Se abordar a origem é inevitável, encontramos no uso das lendas um grande desafio do qual Recife Assombrado também peca: como tratar o assunto sem excesso de didatismo? Em diversos momentos o filme sofre com infodumping, e muitos deles ao explicar a história de uma assombração. São monólogos enormes, entregues por vezes de maneira pouco natural, assumindo um tom professoral no que seria uma conversa. A câmera, que pouco se movimenta nestas cenas, colabora para tornar esses momentos ainda mais arrastados.
Qual seria uma solução? Ao invés de interromper o filme inteiro para contar a origem da criatura, tentar trazer essas informações de maneira mais integrada a história e em pílulas.
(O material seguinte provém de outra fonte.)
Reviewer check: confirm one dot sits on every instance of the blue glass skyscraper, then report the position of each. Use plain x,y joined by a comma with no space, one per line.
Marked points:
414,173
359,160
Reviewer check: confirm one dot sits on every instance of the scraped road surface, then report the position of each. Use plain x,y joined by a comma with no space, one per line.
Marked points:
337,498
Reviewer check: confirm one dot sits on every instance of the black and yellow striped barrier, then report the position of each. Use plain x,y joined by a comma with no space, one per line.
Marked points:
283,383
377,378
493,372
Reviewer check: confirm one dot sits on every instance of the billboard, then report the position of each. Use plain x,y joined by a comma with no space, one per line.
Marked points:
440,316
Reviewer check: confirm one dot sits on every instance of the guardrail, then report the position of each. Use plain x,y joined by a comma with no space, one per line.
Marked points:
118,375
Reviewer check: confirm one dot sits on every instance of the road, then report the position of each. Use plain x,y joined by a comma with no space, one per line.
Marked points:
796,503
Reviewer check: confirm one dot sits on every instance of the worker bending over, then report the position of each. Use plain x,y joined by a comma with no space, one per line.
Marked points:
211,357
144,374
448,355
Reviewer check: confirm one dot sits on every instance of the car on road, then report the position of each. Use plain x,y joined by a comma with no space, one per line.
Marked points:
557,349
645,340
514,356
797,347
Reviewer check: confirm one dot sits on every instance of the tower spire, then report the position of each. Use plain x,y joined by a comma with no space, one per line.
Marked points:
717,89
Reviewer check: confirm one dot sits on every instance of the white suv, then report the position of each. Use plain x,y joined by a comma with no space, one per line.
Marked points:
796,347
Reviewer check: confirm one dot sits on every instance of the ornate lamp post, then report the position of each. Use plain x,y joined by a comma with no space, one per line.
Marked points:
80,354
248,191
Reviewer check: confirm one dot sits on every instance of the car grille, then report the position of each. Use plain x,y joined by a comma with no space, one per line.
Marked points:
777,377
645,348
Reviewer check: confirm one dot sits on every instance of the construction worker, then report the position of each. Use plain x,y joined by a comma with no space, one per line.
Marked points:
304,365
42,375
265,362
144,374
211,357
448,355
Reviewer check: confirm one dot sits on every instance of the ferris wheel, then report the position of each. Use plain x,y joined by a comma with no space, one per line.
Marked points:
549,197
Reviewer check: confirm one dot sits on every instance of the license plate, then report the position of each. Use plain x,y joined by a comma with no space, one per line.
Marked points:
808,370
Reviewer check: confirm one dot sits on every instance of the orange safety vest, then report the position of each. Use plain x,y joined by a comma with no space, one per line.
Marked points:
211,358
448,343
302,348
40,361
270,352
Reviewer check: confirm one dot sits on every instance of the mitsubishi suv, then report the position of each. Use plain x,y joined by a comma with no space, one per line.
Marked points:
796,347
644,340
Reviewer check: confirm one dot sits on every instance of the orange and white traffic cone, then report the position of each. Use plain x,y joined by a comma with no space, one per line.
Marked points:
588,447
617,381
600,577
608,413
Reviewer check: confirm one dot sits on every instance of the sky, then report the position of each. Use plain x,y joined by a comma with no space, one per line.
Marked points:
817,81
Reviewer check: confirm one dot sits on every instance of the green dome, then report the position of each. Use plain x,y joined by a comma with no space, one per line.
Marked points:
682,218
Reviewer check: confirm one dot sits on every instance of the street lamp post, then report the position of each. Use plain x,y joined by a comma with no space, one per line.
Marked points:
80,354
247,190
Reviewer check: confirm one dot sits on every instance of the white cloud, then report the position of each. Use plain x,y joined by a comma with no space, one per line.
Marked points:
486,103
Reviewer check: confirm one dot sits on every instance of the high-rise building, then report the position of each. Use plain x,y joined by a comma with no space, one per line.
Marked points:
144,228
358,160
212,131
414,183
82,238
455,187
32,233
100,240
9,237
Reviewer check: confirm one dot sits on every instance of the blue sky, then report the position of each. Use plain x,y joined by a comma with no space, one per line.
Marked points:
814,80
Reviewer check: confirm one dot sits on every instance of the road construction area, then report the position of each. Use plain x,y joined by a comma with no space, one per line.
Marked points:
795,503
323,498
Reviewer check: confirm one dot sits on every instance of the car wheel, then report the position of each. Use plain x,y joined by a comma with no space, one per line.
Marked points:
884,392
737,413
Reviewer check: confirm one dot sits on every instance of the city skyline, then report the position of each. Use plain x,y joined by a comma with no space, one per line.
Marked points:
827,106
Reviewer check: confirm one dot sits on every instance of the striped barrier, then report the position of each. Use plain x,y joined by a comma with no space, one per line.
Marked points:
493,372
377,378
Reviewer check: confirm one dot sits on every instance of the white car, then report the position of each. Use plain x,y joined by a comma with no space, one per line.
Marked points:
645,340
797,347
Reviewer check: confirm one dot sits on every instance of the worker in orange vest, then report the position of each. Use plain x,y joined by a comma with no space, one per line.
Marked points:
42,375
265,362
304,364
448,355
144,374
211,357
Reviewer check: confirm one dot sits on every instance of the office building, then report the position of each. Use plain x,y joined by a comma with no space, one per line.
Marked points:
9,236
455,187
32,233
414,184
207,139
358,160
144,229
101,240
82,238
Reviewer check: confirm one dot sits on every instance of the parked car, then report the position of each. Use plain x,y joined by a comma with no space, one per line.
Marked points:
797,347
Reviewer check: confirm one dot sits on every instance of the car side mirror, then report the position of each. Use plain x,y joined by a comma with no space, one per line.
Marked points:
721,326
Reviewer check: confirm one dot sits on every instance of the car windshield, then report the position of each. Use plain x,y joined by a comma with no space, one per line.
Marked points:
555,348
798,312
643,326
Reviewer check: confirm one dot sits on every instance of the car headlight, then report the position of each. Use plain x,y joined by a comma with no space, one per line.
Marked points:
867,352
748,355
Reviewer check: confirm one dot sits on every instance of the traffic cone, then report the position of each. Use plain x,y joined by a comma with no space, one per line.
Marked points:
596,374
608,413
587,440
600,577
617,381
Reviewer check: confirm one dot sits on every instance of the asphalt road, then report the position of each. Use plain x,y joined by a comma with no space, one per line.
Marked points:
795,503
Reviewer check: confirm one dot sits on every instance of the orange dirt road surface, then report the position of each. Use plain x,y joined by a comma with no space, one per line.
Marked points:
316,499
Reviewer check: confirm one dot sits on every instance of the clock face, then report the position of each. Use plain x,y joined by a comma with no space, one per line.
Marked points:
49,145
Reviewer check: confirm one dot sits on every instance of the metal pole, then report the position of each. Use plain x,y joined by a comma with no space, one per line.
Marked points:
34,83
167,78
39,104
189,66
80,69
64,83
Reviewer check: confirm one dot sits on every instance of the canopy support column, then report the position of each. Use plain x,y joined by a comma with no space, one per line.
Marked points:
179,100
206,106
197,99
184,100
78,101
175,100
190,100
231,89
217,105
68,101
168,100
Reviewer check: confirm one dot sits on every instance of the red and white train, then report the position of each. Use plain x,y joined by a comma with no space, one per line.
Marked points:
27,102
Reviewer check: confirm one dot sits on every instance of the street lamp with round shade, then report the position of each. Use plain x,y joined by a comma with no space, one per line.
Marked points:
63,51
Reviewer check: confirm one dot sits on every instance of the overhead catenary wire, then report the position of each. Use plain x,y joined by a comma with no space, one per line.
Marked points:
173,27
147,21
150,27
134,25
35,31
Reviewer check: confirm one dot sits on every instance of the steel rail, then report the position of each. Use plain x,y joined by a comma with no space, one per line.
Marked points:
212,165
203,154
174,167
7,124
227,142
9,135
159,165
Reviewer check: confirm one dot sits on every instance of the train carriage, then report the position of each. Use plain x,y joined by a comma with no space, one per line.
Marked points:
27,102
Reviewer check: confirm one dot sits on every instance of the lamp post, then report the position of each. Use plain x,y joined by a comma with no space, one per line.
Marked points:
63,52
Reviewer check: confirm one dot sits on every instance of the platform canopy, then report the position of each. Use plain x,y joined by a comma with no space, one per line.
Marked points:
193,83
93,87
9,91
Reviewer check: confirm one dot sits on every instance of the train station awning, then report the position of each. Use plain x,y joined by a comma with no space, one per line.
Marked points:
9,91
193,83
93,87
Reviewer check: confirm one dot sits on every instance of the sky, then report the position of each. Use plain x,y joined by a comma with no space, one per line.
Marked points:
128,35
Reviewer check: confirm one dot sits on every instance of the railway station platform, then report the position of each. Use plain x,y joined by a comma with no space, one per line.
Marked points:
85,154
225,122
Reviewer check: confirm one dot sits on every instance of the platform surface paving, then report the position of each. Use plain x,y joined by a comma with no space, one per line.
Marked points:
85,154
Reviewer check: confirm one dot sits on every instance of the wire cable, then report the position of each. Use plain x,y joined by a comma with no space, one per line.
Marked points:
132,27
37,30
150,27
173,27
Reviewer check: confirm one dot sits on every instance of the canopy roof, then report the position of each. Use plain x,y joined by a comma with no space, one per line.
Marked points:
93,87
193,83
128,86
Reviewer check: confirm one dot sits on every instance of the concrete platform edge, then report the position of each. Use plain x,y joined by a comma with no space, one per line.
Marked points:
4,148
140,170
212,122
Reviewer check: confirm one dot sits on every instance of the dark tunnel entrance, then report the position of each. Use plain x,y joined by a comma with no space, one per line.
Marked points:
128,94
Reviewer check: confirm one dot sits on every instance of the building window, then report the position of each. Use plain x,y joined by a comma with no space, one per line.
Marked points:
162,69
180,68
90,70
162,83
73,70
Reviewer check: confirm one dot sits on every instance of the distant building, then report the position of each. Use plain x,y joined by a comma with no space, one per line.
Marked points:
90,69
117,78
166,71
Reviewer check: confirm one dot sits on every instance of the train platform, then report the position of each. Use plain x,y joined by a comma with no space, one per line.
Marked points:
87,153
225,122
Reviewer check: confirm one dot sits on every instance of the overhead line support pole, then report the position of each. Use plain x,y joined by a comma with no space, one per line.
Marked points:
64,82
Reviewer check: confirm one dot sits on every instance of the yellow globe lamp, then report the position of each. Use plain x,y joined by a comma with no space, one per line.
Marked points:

Como não há essa integração, parece que as lendas ficam descoladas do filme em que deveriam ser estrelas. Se a Galega de Santo Amaro matou o marido com seu colar, porque não espelhar isso na tentativa de assassinato que ela comete na narrativa do filme, por exemplo? Ajudaria a criar unidade.
Outro momento arrastado e didático foi o vídeo em que o personagem Vinícius entrevista os já mencionados editores Roberto Beltrão e André Balaio. Ainda que seja justa a homenagem, o diálogo sobre os perigos de se estudar assombrações é mais do que redundante e poderia ter sido abreviado. A câmera parada em plano aberto mimetiza uma gravação para YouTube, mas para a estética do filme foi uma cena empobrecedora.
Em compensação, outros momentos da história ficam apressados ou subjetivos demais. Isso contrasta com plot inicial, simples e que poderia ser bastante efetivo: Hermano, recifense que foi expulso de casa pelo pai e cresceu afastado em SP precisa voltar para investigar o desaparecimento do irmão, que esteve envolvido investigando as assombrações da cidade.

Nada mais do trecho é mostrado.